The script uses some python scripting, database scripts, and command-line to help generate experiment result graphs. Examining the code may be helpful for you, but you only need to create a script (runtest.bash) and run it. You may decide on how to compile and execute the file the thread_incr_psem.c file.

Understanding the Script and Ouput Files

The output of the code is an sqlite database file (*.db), pdf and png plots of the run, and the csv of the experiments with runs averaged and the standard deviation computed. There is an additional csv file that is prefixed with raw and the name of your program; this file contains a row for each run of your program, it has the following format:

| total cores | loop size | threads count | real_time average | real_time std deviation | user_time average | user_time std deviation | kernel_time average | kernel_time std deviation | | — | — | — | — | — | — | — | — | — | | - | - | - | - | - | - | - | - | - |

Note: the script only plots the real time. You should still understand the difference between real time, user time, and kernel time. This difference is discussed in your textbook. You may also look for other resources for additional explanations. You can use this script to run the code and produce graphs your experiments. The script above will only execute that code, compute timings, and create graphs.

Viewing the Graphs

To view and download the graphs that are created in your instance, you can create a small Python file server with one command line. This way you can point to the web browser and download the processed files. You will need to open the ports on the google cloud server. Be careful, this is a security risk.
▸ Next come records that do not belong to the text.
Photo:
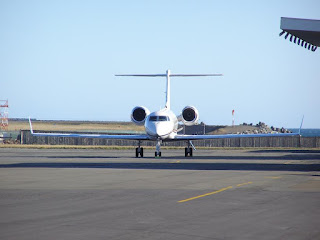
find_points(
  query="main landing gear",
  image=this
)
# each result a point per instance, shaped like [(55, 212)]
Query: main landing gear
[(139, 150), (188, 151)]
# Creates a simple file server.
# View by pointing browser to https://<external ip>:8889 
python3 -m http.server 8889

Another option, is to use the ssh download feature in the cloud indow.

GCP Download option

You can push your files back to your GitHub repo and view the files in the browser. You will need to understand the results in order to write the report.

Submission

Create a private Github repository called cs3113fa22-assignment6. It is important that this repository remains private to avoid any inadvertent academic dishonesty violations. You will need to add cegme, jasdehart, and farabee738 as collaborators; you can do this in on the GitHub website for your code going to Settings > Manage Access.

You will submit a link to your GitHub repository to Gradescope. When you have submitted, you can use the command line and GitHub to tag your submitted version as 1.0 If you make changes after submitting, you must re-submit on gradescope to make sure we grade your most up-to-date files.

Your repository should have, at least, the following files:

/cs3113fa22-assignment6
├── .gitignore
├── imgs/
├── thread_incr_psem.c
├── README.md
└── COLLABORATORS

imgs

imgs is the name of the folder where you will store your pdf and png plots in. To do so, you must create the directory and edit the savefig location in the runtest.bash file.

thread_incr_psem.c

Mandatory file to be included in repo. The code is available on the book website thread_incr_psem. It is also available as a single file thread_incr_psem.c. As mentioned above, you will have to change the code so it creates multiple threads.

README

To create the README, run the code and observe the plotted results. Peruse the trends that appear in the across the graphs. Include anything that surprised you.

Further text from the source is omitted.